Bar Counsel argues, nonetheless, that the Hearing Committee made a general finding that Anderson's explanation was not credible, and that the Board failed to give this determination the proper deference owed to the finder of fact. We take this argument seriously because of the importance our disciplinary system accords to the Hearing Committee as the first-level adjudicator and trier of the facts, see Micheel, 610 A.2d at 234; hence any indication that the Board substituted its view of the credibility of a witness for the Committee's would endanger that basic allocation of decisionmaking responsibility. For the following reasons, however, we agree with the Board that the Hearing Committee's finding as to credibility does not warrant the normal deference in this case.
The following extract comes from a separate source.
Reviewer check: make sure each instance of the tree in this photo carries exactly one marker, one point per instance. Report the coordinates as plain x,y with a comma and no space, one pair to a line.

First, the Committee explained that Anderson's "self-serving testimony on inadvertence and regret are not credible given the time taken to pay the medical providers and the failure to respond to Mr. Calligan's payment status inquiries." We set aside the adjective ("self-serving") because testimony by a respondent in explanation of his conduct is almost by definition self-serving. Moreover, as we have seen, the record does not support the finding that respondent ignored post-settlement inquiries by Calligan, and if nothing alerted him to the fact that his belief that he had paid the bill was mistaken, then "the time taken to pay the medical providers" has no ultimate significance. Second, the Committee's credibility assessment gives no indication that it was based on respondent's demeanor in testifying and responding to questions. See In re Temple, 629 A.2d 1203, 1208-09 (D.C. 1993) ("The factfinder who hears the evidence and sees the witnesses is in a better position to make [credibility] determinations, having the benefit of those critical first-hand observations of the witness' demeanor or manner of testifying which are so important to assessing credibility."). Rather, besides resting on a mistaken understanding as to the reminders Anderson had been given, the Committee's disbelief of his explanation appears to have derived significantly from its finding that he had "fail to conform bookkeeping practices to accepted norms (indeed, required protocols)." That is, the Committee found too convenient respondent's explanation of "honest, good-faith lapse in memory," because - it stated - " t is easy . . . to imagine losing track of payment obligations when one uses no written or computer-based method of bookkeeping." It was this "willful failure" to maintain any accounting system that, in the Committee's view, "precludes [respondent's] simple negligence defense." The Board correctly recognized this analysis to be in the nature of a legal conclusion rather than a finding of fact, and that our decisions do not sustain it without additional circumstances demonstrating recklessness.